Guardo oltre il tuo braccio teso: dietro di te, la fronte corrugata in supplica, l’aurora dalle dita rosate disfa il ricamo della notte; il fitto cespuglio scuro dei tuoi capelli afferra ciò che il cielo non ha potuto trattenere — quella luce fuggitiva, intrecciata — insieme alla sabbia e al fumo del campo.
(…) E tu mi sollevi dalle ginocchia e mi stringi al petto; un fruscio, un colpo d’aria mi investe la testa, mi entra nelle orecchie e non si placa, anzi si gonfia fino a farsi suono. Io dico — o forse non dico — «spezzami il cuore tutte le volte che ti servirà: sono tuo, finalmente; questa è la cosa per cui sono stato fatto».

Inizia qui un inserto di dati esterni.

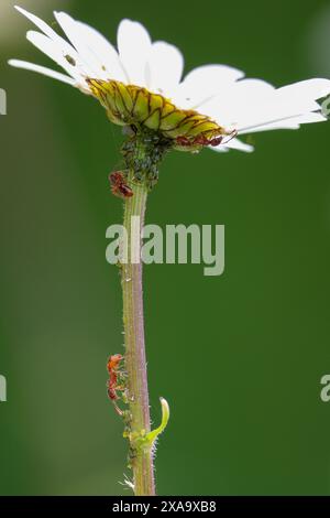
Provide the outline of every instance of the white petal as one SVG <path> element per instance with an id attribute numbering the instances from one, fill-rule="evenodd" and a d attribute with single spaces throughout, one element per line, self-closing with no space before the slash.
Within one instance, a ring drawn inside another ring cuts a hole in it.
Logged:
<path id="1" fill-rule="evenodd" d="M 107 79 L 107 73 L 102 71 L 102 62 L 100 57 L 90 51 L 85 43 L 84 33 L 76 21 L 65 12 L 54 12 L 54 15 L 65 32 L 68 40 L 77 50 L 80 60 L 86 63 L 92 77 Z"/>
<path id="2" fill-rule="evenodd" d="M 144 26 L 139 22 L 122 20 L 118 28 L 118 50 L 130 83 L 146 86 L 145 72 L 151 39 Z"/>
<path id="3" fill-rule="evenodd" d="M 178 87 L 175 100 L 182 108 L 201 108 L 243 76 L 243 72 L 226 65 L 199 66 L 187 74 Z"/>
<path id="4" fill-rule="evenodd" d="M 59 72 L 52 71 L 51 68 L 46 68 L 45 66 L 34 65 L 33 63 L 29 63 L 21 60 L 10 60 L 8 64 L 16 68 L 25 68 L 26 71 L 37 72 L 38 74 L 52 77 L 53 79 L 58 79 L 62 83 L 67 83 L 72 86 L 76 85 L 75 79 L 73 79 L 72 77 L 61 74 Z"/>
<path id="5" fill-rule="evenodd" d="M 120 62 L 118 52 L 111 43 L 96 29 L 86 23 L 76 21 L 81 31 L 86 45 L 99 56 L 102 67 L 106 68 L 109 77 L 114 80 L 125 83 L 127 75 Z"/>
<path id="6" fill-rule="evenodd" d="M 36 31 L 29 31 L 26 34 L 26 39 L 34 46 L 36 46 L 36 48 L 38 48 L 41 52 L 51 57 L 55 63 L 62 66 L 62 68 L 64 68 L 76 80 L 82 80 L 81 74 L 77 68 L 77 61 L 79 60 L 79 56 L 76 51 L 73 50 L 69 45 L 67 48 L 64 44 L 64 46 L 61 48 L 61 46 L 56 42 L 50 40 L 50 37 L 47 37 L 45 34 L 42 34 Z M 69 55 L 70 58 L 76 61 L 76 66 L 72 65 L 67 61 L 67 58 L 65 57 L 66 55 Z"/>
<path id="7" fill-rule="evenodd" d="M 251 153 L 254 150 L 253 145 L 245 144 L 245 142 L 242 142 L 239 139 L 231 139 L 227 144 L 220 144 L 213 148 L 210 147 L 209 149 L 220 152 L 228 149 L 237 149 L 238 151 L 245 151 L 245 153 Z"/>
<path id="8" fill-rule="evenodd" d="M 276 90 L 278 95 L 295 99 L 297 96 L 302 100 L 317 100 L 330 94 L 329 79 L 307 79 L 287 85 Z"/>
<path id="9" fill-rule="evenodd" d="M 47 23 L 45 23 L 43 20 L 41 20 L 40 18 L 37 18 L 35 14 L 32 14 L 31 12 L 29 11 L 25 11 L 25 9 L 23 8 L 20 8 L 19 6 L 14 6 L 14 8 L 21 13 L 23 14 L 24 17 L 26 17 L 32 23 L 34 23 L 44 34 L 46 34 L 48 37 L 51 37 L 52 40 L 53 39 L 58 39 L 61 36 L 58 36 L 58 34 L 53 31 L 53 29 L 50 28 L 50 25 L 47 25 Z"/>
<path id="10" fill-rule="evenodd" d="M 244 133 L 256 133 L 258 131 L 270 131 L 275 129 L 299 129 L 300 125 L 307 125 L 312 122 L 326 122 L 327 118 L 321 114 L 306 114 L 299 117 L 293 117 L 287 120 L 280 120 L 273 123 L 267 123 L 263 126 L 255 126 L 246 130 L 240 131 L 240 134 Z"/>
<path id="11" fill-rule="evenodd" d="M 223 85 L 222 94 L 202 106 L 202 112 L 217 120 L 220 126 L 237 126 L 245 117 L 255 116 L 261 102 L 273 99 L 275 88 L 261 79 L 243 79 Z M 253 111 L 252 111 L 252 106 Z"/>
<path id="12" fill-rule="evenodd" d="M 184 71 L 184 57 L 180 51 L 166 42 L 155 42 L 151 47 L 148 77 L 146 86 L 165 97 L 172 97 L 178 87 Z"/>

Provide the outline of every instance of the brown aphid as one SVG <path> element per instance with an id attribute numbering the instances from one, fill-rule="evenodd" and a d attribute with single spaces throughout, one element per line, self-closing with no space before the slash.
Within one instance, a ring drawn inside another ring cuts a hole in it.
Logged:
<path id="1" fill-rule="evenodd" d="M 109 182 L 111 184 L 111 192 L 114 196 L 120 198 L 130 198 L 133 196 L 133 191 L 127 184 L 125 177 L 121 171 L 113 171 L 109 174 Z"/>

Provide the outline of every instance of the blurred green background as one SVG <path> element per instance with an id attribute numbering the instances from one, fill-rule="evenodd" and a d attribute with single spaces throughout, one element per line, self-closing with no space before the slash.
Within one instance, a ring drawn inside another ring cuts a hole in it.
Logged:
<path id="1" fill-rule="evenodd" d="M 106 395 L 122 350 L 118 271 L 106 228 L 121 132 L 73 88 L 9 57 L 53 66 L 0 0 L 0 494 L 119 495 L 127 444 Z M 111 41 L 122 18 L 184 52 L 186 71 L 226 63 L 277 86 L 330 77 L 330 2 L 22 0 L 66 10 Z M 226 272 L 145 268 L 153 421 L 162 495 L 329 495 L 330 126 L 255 134 L 256 151 L 172 153 L 150 223 L 226 225 Z M 129 494 L 129 492 L 127 492 Z"/>

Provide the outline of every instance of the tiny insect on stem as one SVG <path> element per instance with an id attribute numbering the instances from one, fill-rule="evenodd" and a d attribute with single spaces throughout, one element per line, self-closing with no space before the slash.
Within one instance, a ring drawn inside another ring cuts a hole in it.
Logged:
<path id="1" fill-rule="evenodd" d="M 111 192 L 120 198 L 129 198 L 133 196 L 133 191 L 127 184 L 124 174 L 121 171 L 113 171 L 109 174 Z"/>
<path id="2" fill-rule="evenodd" d="M 120 416 L 123 414 L 123 411 L 118 407 L 116 401 L 120 399 L 117 392 L 119 390 L 122 391 L 125 389 L 121 380 L 123 371 L 120 370 L 120 364 L 122 360 L 123 356 L 121 354 L 116 354 L 110 356 L 107 364 L 107 369 L 109 373 L 109 379 L 107 381 L 108 397 L 112 401 L 117 413 L 119 413 Z M 119 384 L 119 379 L 121 380 L 121 384 Z"/>

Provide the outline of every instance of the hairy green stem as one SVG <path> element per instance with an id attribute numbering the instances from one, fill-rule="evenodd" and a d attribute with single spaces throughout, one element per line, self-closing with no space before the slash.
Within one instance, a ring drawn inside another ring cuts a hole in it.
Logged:
<path id="1" fill-rule="evenodd" d="M 131 171 L 128 181 L 134 194 L 124 201 L 128 260 L 122 265 L 125 370 L 130 412 L 128 438 L 134 493 L 136 496 L 150 496 L 155 495 L 155 481 L 152 445 L 143 443 L 143 438 L 151 431 L 151 423 L 144 343 L 142 261 L 140 260 L 140 235 L 144 224 L 147 186 L 145 182 L 131 182 L 133 175 Z M 131 257 L 132 255 L 135 257 Z"/>

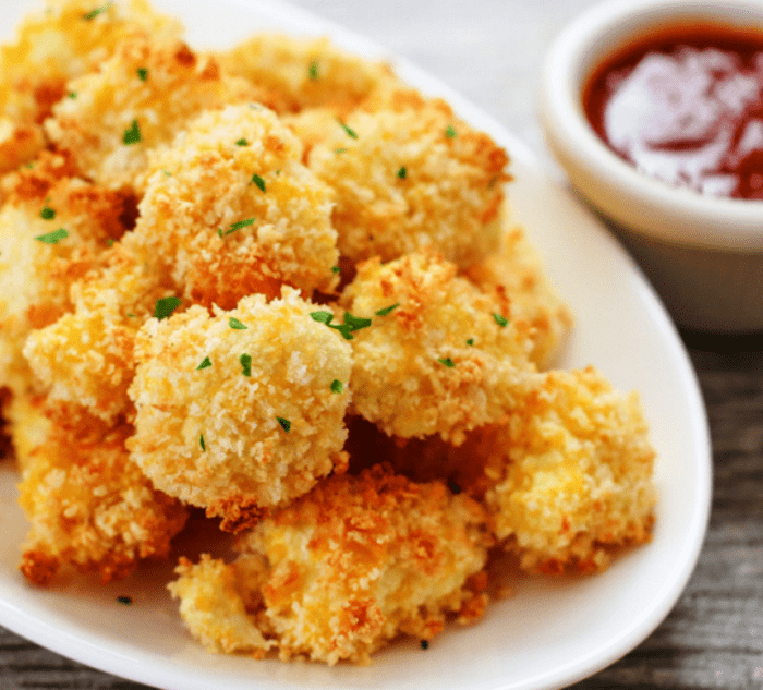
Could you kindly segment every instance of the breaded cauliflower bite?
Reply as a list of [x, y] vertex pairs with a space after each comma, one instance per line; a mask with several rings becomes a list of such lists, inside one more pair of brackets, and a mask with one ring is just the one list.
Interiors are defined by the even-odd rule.
[[229, 74], [276, 94], [279, 112], [317, 107], [348, 112], [383, 84], [397, 82], [387, 65], [344, 52], [326, 38], [258, 34], [218, 57]]
[[158, 488], [237, 531], [346, 464], [351, 349], [316, 308], [284, 288], [143, 327], [128, 445]]
[[43, 148], [41, 123], [68, 97], [69, 80], [98, 69], [121, 40], [180, 34], [175, 20], [143, 0], [48, 0], [22, 23], [15, 41], [0, 47], [0, 173]]
[[614, 547], [650, 540], [655, 451], [635, 392], [593, 367], [548, 372], [485, 434], [472, 443], [499, 477], [485, 504], [523, 568], [604, 570]]
[[441, 483], [377, 465], [329, 477], [274, 512], [240, 538], [232, 565], [182, 561], [170, 590], [214, 651], [274, 646], [281, 658], [367, 663], [399, 634], [429, 640], [449, 616], [481, 616], [485, 520]]
[[547, 368], [572, 327], [572, 311], [548, 277], [524, 230], [510, 221], [508, 211], [505, 218], [498, 253], [471, 266], [464, 275], [483, 291], [497, 291], [508, 298], [512, 316], [532, 327], [530, 359], [540, 368]]
[[202, 111], [264, 94], [179, 40], [132, 38], [97, 72], [66, 88], [45, 128], [82, 172], [110, 187], [143, 189], [148, 152], [169, 144]]
[[53, 410], [28, 457], [19, 501], [32, 529], [21, 569], [48, 584], [65, 564], [123, 578], [142, 558], [165, 558], [185, 509], [155, 491], [124, 448], [132, 427], [105, 425], [73, 405]]
[[71, 177], [64, 158], [44, 154], [9, 175], [0, 208], [0, 385], [31, 383], [24, 341], [73, 308], [73, 281], [100, 266], [126, 230], [132, 202]]
[[332, 193], [302, 162], [302, 144], [262, 106], [203, 114], [152, 157], [134, 240], [183, 298], [232, 308], [282, 283], [311, 295], [338, 278]]
[[413, 92], [335, 119], [307, 159], [337, 192], [343, 257], [388, 262], [432, 245], [462, 268], [498, 247], [507, 164], [489, 136]]
[[351, 334], [352, 411], [390, 436], [460, 444], [500, 419], [535, 368], [528, 324], [456, 273], [431, 251], [377, 258], [342, 293], [342, 308], [372, 319]]

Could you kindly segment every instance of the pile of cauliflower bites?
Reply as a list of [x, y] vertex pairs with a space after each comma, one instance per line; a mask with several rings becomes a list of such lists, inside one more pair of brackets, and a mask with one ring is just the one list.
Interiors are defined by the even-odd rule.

Mi dici: «Andiamo. Prendi tuo fratello. Abbiamo lavoro più avanti sulla strada.»
E che potevo fare, se non seguirti, senza esitare?
* Dayspring è l’esordio letterario unico e sorprendente di Anthony Oliveira. Un libro che trascende i generi e li trasfigura: un’audace riscrittura delle narrazioni bibliche e un indimenticabile romanzo di formazione contemporaneo, in cui i secoli collassano e il tempo si intreccia attraverso i millenni.
Nei libri sacri ci sono poche storie d’amore. L’amore è ciò che rovina, ciò che costa. In queste pagine Anthony Oliveira ridà vita, con voce vibrante e poetica, al Vangelo secondo il discepolo che Gesù amava: compagno nei giorni prima della crocifissione e unica memoria capace di custodire fedelmente il suono della sua voce.
Sacro e profano si intrecciano in questi racconti di passione e desiderio, lutto e sopravvivenza, dove la bellezza nasce dalla catastrofe e la gioia si accende persino nell’apocalisse.
Oliveira, è cresciuto a Toronto in una famiglia portoghese-azoreana e si è formato nelle scuole cattoliche come chierichetto, porta nella sua scrittura l’impronta profonda della sua fede vissuta in tensione con l’esperienza queer. Accademico, giornalista e sceneggiatore Marvel, ha conseguito un dottorato in Letteratura del Seicento inglese e ha dato vita al podcast The Devil’s Party, dedicato a una rilettura radicale dei testi fondativi della tradizione cristiana.
Con il suo libro Dayspring, premiato con il Dayne Ogilvie Prize 2024, Oliveira si è affermato come un autore capace di fondere finzione, memoir, sensualità e poesia in un’opera ipnotica che rilegge la Scrittura e la storia alla luce del desiderio, riportando al cuore del Vangelo l’intensità dell’amore umano.